マーティン・シーン、超かっこいい!! この役、もとはスティーブ・マックイーンとかハーヴェイ・カイテルがやる予定だったそうですが、絶対マーティン・シーンがいい! この童顔で背が低くて全然マッチョじゃない彼が実はクレバーで冷徹な軍人っていうのがそもそもいし、その優しいぼっちゃんハンサム顔な彼がどんどん狂気に陥っていって、最後にあのでっかい化け物みたいなマーロン・ブランドを鉈でぶった切るっていうのがまたいいんですよ! 髪型が軍人軍人したクルーカットじゃなくて坊ちゃんがりっぽいのがまたいいんだ。いや、このマーティン・シーンは最高にかっこい。絶対いい。
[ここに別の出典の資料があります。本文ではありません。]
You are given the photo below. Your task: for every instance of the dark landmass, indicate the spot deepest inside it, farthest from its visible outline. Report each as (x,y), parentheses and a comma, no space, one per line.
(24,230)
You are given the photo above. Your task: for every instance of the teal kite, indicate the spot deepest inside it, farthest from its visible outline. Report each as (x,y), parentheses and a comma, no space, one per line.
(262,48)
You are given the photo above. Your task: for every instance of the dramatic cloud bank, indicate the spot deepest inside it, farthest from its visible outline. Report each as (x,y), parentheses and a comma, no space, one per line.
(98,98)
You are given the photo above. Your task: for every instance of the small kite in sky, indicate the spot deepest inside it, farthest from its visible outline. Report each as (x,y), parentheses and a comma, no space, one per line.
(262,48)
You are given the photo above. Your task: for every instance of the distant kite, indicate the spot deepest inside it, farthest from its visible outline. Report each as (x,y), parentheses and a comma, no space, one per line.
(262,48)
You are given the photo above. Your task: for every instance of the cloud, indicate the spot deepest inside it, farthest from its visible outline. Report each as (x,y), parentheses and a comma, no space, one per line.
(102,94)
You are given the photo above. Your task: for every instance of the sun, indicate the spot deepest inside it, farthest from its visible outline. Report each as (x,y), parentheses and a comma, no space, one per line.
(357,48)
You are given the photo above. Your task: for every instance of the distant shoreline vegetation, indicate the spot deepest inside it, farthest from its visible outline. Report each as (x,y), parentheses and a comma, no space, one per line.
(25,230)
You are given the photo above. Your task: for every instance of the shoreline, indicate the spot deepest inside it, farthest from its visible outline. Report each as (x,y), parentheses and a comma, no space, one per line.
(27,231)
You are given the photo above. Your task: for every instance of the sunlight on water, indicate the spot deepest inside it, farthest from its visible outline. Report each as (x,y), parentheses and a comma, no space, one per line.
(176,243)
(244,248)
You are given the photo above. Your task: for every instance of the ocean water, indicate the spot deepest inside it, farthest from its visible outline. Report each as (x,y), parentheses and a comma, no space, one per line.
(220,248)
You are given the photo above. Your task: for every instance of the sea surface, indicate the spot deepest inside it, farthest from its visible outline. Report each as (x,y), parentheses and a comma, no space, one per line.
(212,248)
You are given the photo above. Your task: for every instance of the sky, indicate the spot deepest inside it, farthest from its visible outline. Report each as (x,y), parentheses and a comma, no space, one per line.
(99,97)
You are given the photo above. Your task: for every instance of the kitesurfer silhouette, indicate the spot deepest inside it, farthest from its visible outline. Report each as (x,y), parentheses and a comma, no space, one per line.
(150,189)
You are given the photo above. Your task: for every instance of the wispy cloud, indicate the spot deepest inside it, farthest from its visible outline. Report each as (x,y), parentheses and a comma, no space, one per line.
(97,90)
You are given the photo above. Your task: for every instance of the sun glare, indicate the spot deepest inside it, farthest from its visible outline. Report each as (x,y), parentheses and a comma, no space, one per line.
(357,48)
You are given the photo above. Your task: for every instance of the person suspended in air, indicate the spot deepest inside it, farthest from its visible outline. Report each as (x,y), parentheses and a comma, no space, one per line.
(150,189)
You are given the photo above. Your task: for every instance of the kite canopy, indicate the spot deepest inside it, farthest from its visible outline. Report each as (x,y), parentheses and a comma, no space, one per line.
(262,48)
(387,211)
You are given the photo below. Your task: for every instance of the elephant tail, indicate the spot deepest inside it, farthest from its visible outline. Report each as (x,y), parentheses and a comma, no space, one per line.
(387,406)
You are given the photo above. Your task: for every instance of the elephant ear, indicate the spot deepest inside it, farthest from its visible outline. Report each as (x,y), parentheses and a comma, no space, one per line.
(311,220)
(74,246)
歳とってアンドリュー・ガーフィールド版スパイダーマンにベン伯父さんで出てきたときは嬉しかったけど、やっぱりこの人はウィラード大尉だっ!

【好きシーン】
・冒頭のヘリでの襲撃シーン
 やっぱりこれはあげておかねばなりませんね。若く気合の入ったロバート・デュバル扮するキルゴア中佐が指揮するヘリ部隊のあのシーン。朝日を背景に何機ものヘリがあのドッドッドッというトラウマになりそうな爆音を響かせ、ワルキューレの騎行とともにやってくるあのシーン。すさまじく美しく狂ったシーンです。映画好きな人は全員見なくちゃだめだと断言します。

・プレイメイトたちの舞台 

突然川沿いに現れる舞台も幻想的でいいし、色白で完璧なスタイルのプレイメイトたちもそのダンス?もかっこいい。流れてるCCRのスージー・キューもかっこいい。名カメラマン・ヴィットリオ・ストラーロの撮るそれはそれは美しい夢のような画面にうっとりです。

【ファッション】
・プレイメイトの衣装
 特にカウガール風の子がいい。白いブーツに水色の衣装。白いブーツをはいた女の子はどうしてあんなにかわいく見えるんでしょうね?

【セリフ】
 例のキルゴア中佐が言う名台詞「朝のナパームの香りは最高だ(I love the smell of napalm in the morning.)」はサイコーです。このセリフ、『最高の人生の見つけ方』で、ジャック・ニコルソンがセリフで「I love the smell of chemo in the morning.(朝の抗がん剤の香りは最高だ)」ってパロディにしてます。

【本とか文化とか】
 原作…というか元ネタのひとつというか、にしているジョゼフ・コンラッドの『闇の奥』。さっさと読める薄さが魅力です。
地獄の黙示録はここから「川をさかのぼってカーツ(クルツ)という狂人を探しに行く」というところをいただいてます。あと、主役が人間はどんなに狂えるかという“闇”を見るというところも。

【音楽】
 音楽が最高の最高。いっちばん最初のあのドッドッドッドッというかウィンウィンウィンウィンというか、文字にしづらいのですがあの音がもう最高。それはやがてヘリの音や天井のファンの音になるのですが、この音がもう悪魔の呪文のように耳について離れません。
 なんかちょっとあれっ?という感じがたまにしなくもないシンセサイザーのBGMが、なんとなく『オネアミスの翼』の坂本龍一っぽいなと思っていたら、冨田勲の影響があるそうです。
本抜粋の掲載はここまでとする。